[rds-devel] what is rdma immediate data and how is it used ?

原文出处

Generally, rdma operations do not provide a notification to the remote host when they complete. It is possible to setup for notification - using IB native "immediate" data (4 bytes) for example - but the data size is limited.

RDS rdma immediate data is a normal RDS socket message which is guaranteed to be delivered after the rdma completes. The immediate data size is limited by the socket send message operation. Furthermore, the rdma data and immediate data are an atomic unit - either both arrive - or neither arrives.

In practice the immediate is pushed down the RDS pipe immediately ( a few instructions ) after the rdma is posted. So the immediate data is racing behind the rdma operation and in theory will arrive with very low latency between the rdma completing and the immediate data arriving.

So what is the immediate data good for ?

Well for one, the client requesting the rdma would like to know when the rdma has completed. So generally, the immediate data is a message from the rdma server which contains some identifier that the rdma client provided, of which the rdma client can use to recognize the operation completing and do things like free the rdma key, and if the rdma is incoming, process the data and free the buffer, etc.

Consider the case of an rdma server used to implement a simple zero copy disk block server over zero copy RDS sockets.
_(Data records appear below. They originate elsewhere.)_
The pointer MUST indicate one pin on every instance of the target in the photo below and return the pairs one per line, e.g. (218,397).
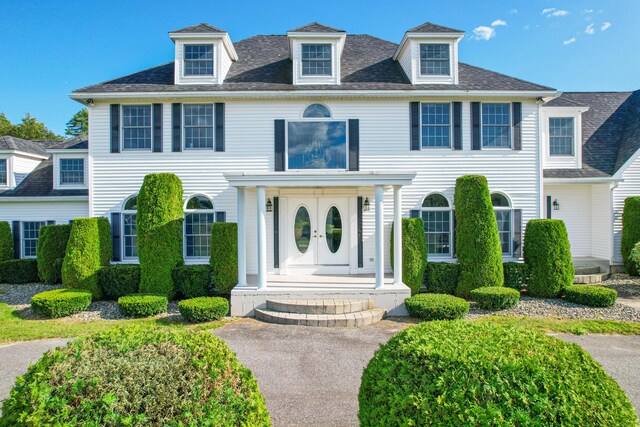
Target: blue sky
(50,48)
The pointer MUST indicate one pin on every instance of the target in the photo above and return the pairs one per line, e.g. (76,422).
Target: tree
(79,124)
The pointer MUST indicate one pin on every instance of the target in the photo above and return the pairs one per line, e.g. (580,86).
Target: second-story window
(316,60)
(71,171)
(198,60)
(561,135)
(198,126)
(436,125)
(136,127)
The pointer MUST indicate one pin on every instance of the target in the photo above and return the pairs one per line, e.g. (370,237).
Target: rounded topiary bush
(142,305)
(548,254)
(464,373)
(436,306)
(203,309)
(593,296)
(495,297)
(60,302)
(137,377)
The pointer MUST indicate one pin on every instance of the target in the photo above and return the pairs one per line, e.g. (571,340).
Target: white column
(397,235)
(379,237)
(242,239)
(262,238)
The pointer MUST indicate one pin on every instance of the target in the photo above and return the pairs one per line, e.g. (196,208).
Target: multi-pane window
(436,215)
(30,233)
(136,127)
(198,60)
(72,171)
(198,126)
(434,60)
(316,60)
(496,125)
(561,134)
(197,227)
(436,125)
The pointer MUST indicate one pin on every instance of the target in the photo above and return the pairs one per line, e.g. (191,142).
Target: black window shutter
(17,240)
(457,125)
(219,107)
(157,128)
(116,243)
(475,126)
(115,128)
(176,124)
(517,125)
(354,144)
(279,145)
(517,233)
(414,114)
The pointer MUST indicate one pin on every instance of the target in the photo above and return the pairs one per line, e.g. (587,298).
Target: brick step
(320,306)
(352,320)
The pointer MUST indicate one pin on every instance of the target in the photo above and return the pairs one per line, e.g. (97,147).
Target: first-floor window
(30,233)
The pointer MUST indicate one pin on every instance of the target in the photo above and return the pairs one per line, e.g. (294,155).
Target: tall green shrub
(630,232)
(414,253)
(477,241)
(548,254)
(224,255)
(82,257)
(52,245)
(6,242)
(159,225)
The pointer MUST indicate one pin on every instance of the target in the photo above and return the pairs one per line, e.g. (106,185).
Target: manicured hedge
(495,298)
(630,232)
(142,305)
(224,256)
(137,377)
(119,280)
(441,277)
(203,309)
(52,245)
(60,302)
(436,306)
(593,296)
(159,224)
(6,241)
(82,259)
(18,271)
(414,253)
(477,241)
(548,254)
(459,373)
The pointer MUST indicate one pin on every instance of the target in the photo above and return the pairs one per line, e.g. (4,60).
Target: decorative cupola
(315,51)
(203,54)
(428,54)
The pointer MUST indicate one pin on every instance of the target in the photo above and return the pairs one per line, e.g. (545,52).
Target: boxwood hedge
(478,245)
(137,377)
(159,224)
(548,254)
(459,373)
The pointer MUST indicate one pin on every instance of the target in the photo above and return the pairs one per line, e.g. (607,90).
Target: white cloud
(484,33)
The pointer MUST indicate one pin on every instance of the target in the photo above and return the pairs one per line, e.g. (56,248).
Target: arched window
(129,230)
(502,208)
(316,110)
(199,215)
(437,216)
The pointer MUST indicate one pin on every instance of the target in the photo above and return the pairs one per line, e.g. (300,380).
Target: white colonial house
(316,141)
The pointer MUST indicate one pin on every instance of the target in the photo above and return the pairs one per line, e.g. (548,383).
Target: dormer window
(435,60)
(198,60)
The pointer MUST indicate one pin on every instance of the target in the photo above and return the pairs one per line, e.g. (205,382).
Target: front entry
(318,235)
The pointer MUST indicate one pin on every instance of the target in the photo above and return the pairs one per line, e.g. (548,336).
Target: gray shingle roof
(264,64)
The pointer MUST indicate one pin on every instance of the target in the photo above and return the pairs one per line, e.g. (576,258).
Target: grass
(14,328)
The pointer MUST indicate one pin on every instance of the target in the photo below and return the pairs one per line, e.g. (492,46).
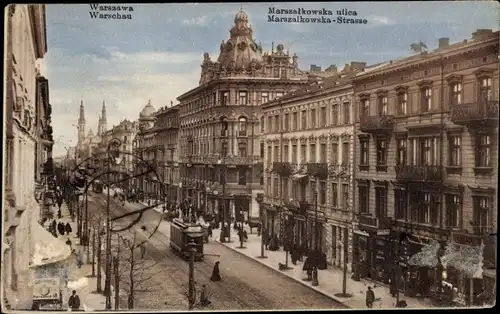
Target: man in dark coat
(74,302)
(67,228)
(60,228)
(216,272)
(370,297)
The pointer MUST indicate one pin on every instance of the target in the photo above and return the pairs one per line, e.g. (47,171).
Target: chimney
(356,65)
(332,68)
(315,68)
(311,78)
(481,33)
(443,42)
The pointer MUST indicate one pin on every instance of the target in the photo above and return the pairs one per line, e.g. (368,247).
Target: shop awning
(47,248)
(298,176)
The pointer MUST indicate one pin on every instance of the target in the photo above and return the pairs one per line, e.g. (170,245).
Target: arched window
(242,126)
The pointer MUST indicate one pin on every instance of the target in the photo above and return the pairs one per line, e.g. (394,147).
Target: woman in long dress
(216,272)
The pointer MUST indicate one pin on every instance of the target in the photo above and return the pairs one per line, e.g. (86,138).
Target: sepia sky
(157,54)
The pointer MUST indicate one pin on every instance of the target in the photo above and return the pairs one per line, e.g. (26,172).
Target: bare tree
(133,269)
(98,218)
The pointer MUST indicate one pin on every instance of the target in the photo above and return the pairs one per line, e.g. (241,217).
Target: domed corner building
(225,135)
(144,147)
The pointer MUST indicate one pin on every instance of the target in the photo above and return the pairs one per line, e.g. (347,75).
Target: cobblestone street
(245,283)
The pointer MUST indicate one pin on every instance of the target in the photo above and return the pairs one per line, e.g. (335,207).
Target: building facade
(307,147)
(145,148)
(125,131)
(426,155)
(167,126)
(27,129)
(44,128)
(219,122)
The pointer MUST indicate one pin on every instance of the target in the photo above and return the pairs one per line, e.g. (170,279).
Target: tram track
(236,291)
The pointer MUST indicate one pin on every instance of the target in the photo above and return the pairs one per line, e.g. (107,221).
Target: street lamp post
(260,200)
(315,281)
(192,290)
(111,158)
(223,207)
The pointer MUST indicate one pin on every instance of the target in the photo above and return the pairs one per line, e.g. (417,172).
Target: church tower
(81,125)
(102,120)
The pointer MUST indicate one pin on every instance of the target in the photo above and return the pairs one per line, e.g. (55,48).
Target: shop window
(380,202)
(452,211)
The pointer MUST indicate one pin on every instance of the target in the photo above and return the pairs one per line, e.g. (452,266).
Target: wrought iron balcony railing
(418,173)
(284,169)
(475,113)
(376,124)
(370,223)
(318,170)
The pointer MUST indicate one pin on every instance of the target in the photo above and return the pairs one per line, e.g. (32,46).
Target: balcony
(238,160)
(318,170)
(284,169)
(241,133)
(471,239)
(379,225)
(376,124)
(299,207)
(418,173)
(475,114)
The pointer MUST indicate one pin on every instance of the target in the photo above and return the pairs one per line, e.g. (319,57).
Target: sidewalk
(80,279)
(330,279)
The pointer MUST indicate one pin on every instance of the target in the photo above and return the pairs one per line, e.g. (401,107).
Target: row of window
(309,119)
(226,97)
(423,207)
(306,191)
(204,149)
(290,153)
(424,151)
(426,104)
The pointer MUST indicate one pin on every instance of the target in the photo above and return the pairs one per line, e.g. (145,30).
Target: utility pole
(93,253)
(192,290)
(315,281)
(116,265)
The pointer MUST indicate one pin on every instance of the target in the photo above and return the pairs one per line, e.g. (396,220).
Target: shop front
(372,250)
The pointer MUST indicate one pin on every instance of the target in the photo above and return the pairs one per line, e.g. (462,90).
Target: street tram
(182,233)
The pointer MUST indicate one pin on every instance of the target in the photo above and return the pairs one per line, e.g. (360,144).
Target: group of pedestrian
(271,242)
(60,228)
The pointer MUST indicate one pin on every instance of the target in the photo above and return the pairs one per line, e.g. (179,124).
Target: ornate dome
(148,111)
(240,51)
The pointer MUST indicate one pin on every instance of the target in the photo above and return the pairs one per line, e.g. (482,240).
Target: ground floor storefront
(385,259)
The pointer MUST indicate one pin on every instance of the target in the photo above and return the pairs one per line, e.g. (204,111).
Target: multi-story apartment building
(146,149)
(167,126)
(426,152)
(306,147)
(44,128)
(219,121)
(24,238)
(125,131)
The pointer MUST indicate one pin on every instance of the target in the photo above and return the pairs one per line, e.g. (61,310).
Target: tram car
(182,233)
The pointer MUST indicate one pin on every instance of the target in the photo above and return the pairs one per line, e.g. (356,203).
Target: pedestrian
(68,242)
(74,301)
(204,296)
(60,228)
(67,228)
(370,297)
(79,261)
(216,272)
(143,251)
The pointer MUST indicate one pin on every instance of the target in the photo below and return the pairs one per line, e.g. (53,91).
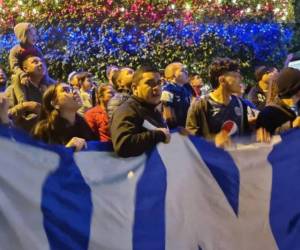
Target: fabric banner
(184,195)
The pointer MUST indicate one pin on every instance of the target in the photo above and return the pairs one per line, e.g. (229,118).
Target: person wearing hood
(27,36)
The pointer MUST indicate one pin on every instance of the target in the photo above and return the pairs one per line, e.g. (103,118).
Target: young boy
(176,95)
(220,114)
(26,34)
(122,80)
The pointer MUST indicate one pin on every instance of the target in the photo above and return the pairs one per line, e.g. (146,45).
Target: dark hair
(50,126)
(81,76)
(219,67)
(261,71)
(138,74)
(100,91)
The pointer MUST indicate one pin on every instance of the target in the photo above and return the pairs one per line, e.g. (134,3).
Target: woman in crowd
(278,115)
(59,122)
(97,117)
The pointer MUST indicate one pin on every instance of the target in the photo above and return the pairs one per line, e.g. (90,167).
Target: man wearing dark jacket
(137,126)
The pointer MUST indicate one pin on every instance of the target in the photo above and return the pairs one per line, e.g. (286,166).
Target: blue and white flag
(186,195)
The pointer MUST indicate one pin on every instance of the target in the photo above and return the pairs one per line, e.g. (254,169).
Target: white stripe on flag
(113,185)
(23,171)
(255,195)
(198,213)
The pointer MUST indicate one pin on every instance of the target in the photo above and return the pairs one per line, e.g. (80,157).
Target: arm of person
(167,98)
(91,121)
(4,104)
(127,136)
(19,110)
(169,115)
(18,89)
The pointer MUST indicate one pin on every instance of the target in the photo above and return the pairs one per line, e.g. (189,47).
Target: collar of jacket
(143,103)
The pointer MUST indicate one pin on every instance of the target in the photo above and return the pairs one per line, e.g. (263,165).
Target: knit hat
(71,75)
(260,71)
(20,31)
(288,82)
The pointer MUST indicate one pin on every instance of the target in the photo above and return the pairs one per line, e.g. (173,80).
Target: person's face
(31,36)
(149,88)
(269,77)
(108,94)
(67,98)
(233,82)
(196,82)
(74,82)
(2,77)
(125,78)
(87,84)
(111,73)
(181,75)
(34,66)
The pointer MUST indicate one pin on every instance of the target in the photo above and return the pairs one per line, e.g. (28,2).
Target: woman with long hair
(97,117)
(59,122)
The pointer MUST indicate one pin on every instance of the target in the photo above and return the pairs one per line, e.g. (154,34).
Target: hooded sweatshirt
(20,51)
(16,56)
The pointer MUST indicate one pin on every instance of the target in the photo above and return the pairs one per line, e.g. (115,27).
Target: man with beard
(137,126)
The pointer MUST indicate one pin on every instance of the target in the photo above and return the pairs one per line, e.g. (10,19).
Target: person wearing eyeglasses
(137,126)
(176,95)
(59,122)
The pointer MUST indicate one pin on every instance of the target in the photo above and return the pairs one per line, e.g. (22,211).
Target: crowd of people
(136,108)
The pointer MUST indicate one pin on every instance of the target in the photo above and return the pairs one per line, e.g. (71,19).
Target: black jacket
(129,135)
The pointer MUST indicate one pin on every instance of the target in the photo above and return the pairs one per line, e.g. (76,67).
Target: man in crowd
(258,94)
(122,80)
(3,80)
(137,126)
(221,114)
(110,71)
(176,95)
(196,83)
(26,112)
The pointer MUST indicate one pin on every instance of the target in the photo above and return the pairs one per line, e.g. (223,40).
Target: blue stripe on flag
(67,206)
(223,169)
(285,202)
(149,224)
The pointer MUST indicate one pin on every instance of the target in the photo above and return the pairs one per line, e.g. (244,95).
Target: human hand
(25,80)
(222,139)
(262,135)
(167,133)
(296,122)
(78,143)
(4,105)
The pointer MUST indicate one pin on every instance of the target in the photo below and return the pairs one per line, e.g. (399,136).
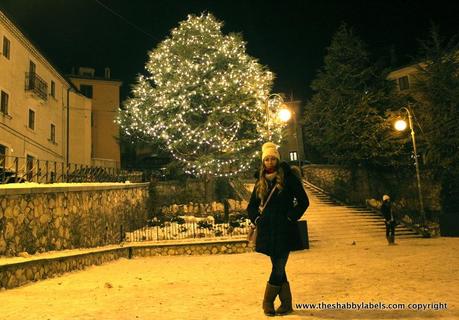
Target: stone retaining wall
(38,218)
(17,273)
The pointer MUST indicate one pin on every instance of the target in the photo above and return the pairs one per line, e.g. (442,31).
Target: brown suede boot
(285,295)
(268,300)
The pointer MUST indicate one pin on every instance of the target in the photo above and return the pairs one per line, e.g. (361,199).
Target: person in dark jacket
(274,225)
(389,219)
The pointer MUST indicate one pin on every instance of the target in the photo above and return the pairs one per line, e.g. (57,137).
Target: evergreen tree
(204,99)
(346,119)
(436,91)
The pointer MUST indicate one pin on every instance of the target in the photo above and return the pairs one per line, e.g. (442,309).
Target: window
(2,156)
(4,103)
(6,47)
(403,83)
(30,161)
(32,67)
(86,90)
(31,119)
(53,89)
(52,136)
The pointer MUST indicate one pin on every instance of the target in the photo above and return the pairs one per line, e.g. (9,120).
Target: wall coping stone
(56,255)
(33,188)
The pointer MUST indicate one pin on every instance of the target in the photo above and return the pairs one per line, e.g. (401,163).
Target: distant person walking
(276,188)
(389,218)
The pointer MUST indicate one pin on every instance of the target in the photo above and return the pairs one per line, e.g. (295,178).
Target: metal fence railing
(20,169)
(190,231)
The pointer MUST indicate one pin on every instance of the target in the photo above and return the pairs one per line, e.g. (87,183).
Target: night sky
(288,36)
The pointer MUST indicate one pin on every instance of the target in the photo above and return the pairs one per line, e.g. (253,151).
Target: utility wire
(132,24)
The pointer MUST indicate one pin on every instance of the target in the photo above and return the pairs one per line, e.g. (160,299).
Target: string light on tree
(203,98)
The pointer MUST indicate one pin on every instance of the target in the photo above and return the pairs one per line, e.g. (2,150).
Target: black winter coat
(275,225)
(386,211)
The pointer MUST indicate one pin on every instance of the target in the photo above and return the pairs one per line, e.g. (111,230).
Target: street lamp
(400,125)
(273,99)
(285,115)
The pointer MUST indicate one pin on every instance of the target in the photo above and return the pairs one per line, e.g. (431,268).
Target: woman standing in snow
(274,223)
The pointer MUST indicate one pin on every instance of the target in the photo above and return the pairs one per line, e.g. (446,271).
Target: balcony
(36,85)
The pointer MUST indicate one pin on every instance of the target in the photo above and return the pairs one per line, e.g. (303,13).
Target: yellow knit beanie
(269,149)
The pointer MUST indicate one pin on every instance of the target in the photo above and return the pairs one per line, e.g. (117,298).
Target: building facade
(105,95)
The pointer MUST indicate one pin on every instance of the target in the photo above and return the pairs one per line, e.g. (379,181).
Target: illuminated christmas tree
(204,98)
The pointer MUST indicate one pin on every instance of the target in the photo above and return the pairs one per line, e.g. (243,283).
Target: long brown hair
(262,183)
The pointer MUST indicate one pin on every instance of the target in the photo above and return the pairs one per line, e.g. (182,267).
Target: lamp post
(272,98)
(400,125)
(285,115)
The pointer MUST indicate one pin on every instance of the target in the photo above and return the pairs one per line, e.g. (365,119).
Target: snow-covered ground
(231,286)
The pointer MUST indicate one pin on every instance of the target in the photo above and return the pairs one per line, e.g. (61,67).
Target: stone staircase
(334,224)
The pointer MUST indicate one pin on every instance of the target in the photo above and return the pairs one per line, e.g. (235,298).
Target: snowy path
(231,286)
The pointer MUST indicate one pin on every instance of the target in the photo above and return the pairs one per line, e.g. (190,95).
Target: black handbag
(253,232)
(299,235)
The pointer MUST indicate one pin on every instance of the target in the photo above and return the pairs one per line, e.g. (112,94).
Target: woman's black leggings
(278,275)
(390,229)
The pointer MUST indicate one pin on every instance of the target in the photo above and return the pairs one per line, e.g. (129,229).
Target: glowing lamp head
(285,115)
(400,125)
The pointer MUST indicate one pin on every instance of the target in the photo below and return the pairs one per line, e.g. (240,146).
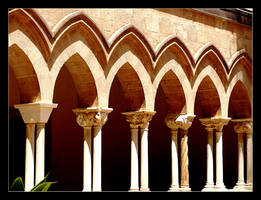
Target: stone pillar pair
(139,120)
(210,125)
(34,114)
(179,124)
(92,119)
(244,126)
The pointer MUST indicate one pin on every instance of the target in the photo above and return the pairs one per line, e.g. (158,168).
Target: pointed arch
(83,81)
(208,84)
(80,53)
(78,31)
(210,55)
(178,83)
(138,75)
(178,48)
(129,41)
(20,20)
(239,105)
(25,75)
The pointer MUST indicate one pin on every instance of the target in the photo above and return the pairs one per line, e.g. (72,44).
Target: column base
(220,187)
(173,188)
(185,189)
(142,189)
(249,186)
(209,188)
(133,190)
(241,187)
(86,190)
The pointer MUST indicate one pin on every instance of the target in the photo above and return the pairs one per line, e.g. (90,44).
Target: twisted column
(134,185)
(35,114)
(140,119)
(89,118)
(181,123)
(29,157)
(184,161)
(174,161)
(219,124)
(40,152)
(241,127)
(209,126)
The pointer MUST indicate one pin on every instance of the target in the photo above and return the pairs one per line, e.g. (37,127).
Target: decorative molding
(175,121)
(139,118)
(214,122)
(243,125)
(92,116)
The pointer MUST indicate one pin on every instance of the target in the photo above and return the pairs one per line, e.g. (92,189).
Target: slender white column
(134,184)
(219,161)
(240,180)
(97,153)
(29,157)
(184,161)
(87,159)
(40,152)
(249,147)
(144,159)
(244,126)
(87,118)
(174,161)
(210,168)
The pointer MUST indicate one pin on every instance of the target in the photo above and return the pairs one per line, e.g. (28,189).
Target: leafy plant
(18,185)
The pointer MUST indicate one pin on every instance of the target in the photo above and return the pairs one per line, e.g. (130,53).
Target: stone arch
(239,91)
(78,52)
(174,48)
(208,84)
(128,41)
(23,41)
(78,31)
(239,102)
(210,55)
(135,73)
(178,83)
(83,81)
(20,20)
(23,70)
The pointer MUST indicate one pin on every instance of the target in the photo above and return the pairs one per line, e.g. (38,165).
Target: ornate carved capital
(243,125)
(175,121)
(88,117)
(214,123)
(139,118)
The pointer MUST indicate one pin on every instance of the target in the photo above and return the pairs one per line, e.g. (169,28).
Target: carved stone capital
(139,118)
(175,121)
(242,125)
(92,116)
(214,123)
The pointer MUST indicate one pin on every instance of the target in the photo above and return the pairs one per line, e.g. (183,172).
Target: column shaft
(240,181)
(249,160)
(40,152)
(134,185)
(29,157)
(210,167)
(184,161)
(174,161)
(97,158)
(144,160)
(219,160)
(87,159)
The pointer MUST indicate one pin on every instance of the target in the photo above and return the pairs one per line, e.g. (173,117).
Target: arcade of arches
(130,100)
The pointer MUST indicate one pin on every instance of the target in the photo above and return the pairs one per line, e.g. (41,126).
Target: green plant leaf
(42,181)
(17,185)
(42,186)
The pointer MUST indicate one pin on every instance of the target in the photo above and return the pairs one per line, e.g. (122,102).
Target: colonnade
(92,119)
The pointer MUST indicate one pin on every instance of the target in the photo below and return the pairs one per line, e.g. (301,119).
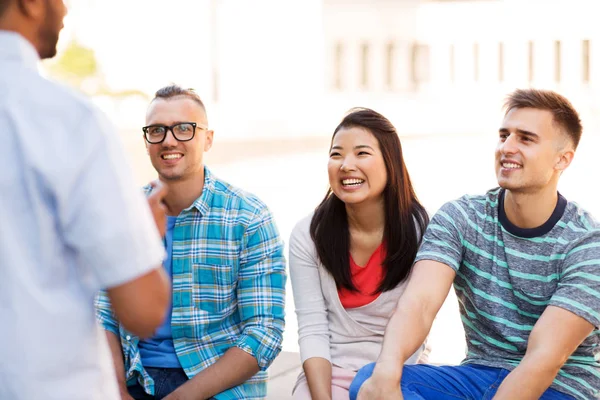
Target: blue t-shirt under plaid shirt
(228,288)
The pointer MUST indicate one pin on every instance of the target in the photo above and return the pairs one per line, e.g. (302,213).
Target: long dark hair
(405,218)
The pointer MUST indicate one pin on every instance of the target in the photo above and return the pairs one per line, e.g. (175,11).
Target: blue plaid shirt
(228,288)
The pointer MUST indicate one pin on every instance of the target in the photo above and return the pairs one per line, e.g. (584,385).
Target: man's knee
(361,376)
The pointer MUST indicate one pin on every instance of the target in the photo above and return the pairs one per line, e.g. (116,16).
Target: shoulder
(579,226)
(301,231)
(233,200)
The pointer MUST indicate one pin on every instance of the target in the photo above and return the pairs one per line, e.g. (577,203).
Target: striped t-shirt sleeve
(445,235)
(578,288)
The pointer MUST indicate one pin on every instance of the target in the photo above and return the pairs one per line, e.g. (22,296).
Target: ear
(208,140)
(35,9)
(564,160)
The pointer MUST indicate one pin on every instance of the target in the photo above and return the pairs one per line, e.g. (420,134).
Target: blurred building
(286,68)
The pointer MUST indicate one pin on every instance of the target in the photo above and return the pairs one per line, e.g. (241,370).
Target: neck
(183,192)
(530,210)
(13,21)
(366,218)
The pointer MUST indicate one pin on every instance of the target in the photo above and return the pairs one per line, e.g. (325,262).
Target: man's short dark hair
(4,6)
(563,112)
(173,91)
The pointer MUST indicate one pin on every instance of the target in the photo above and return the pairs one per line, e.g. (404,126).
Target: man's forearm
(114,343)
(528,381)
(234,368)
(404,334)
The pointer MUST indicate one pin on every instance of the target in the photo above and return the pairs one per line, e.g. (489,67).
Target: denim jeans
(463,382)
(166,380)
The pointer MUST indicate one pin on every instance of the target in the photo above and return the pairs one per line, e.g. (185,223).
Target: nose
(170,140)
(509,145)
(347,164)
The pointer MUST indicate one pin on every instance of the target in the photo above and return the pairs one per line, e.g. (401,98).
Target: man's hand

To read a disk block, the rdma client requests that the rdma server issue a disk read and then issue an rdma write back to the rdma client, and send a completion message (immediate data) indicating the write read is complete - data is in rdma client memory.

So how does the rdma disk server know when the rdma read is complete - assuming it's not a sync rdma read - or sync rds barrier operation - and that rdma server is not polling via the rds barrier operation ?

Via a common completion model implemented via poll() !

Poll() can wait for:

a) incoming messages (pollin) b) send space available (pollout) c) any rdma completion or a specific rdma completion (pollin) d) congestion removed from a destination (pollin)

To write a disk block, the rdma client requests that the rdma server issue an rdma read from rdma client host memory into the rdma server memory, and then to issue the disk write and send back a completion message. What's interesting in this case is that the immediate data which could be sent as part of the rdma read is optional (could be send size of zero). If the immediate data is sent, the rdma client would know that the rdma server has completed pulling the data from the rdma client host memory - so it's possible for the rdma client to re-use the write buffer at that point. Of course this assumes that either the rdma client is willing to live possible data loss in light of a path failure - or that the rdma disk server is guaranteeing to commit the data. When the actual disk write completes a separate completion message is sent back to the rdma client.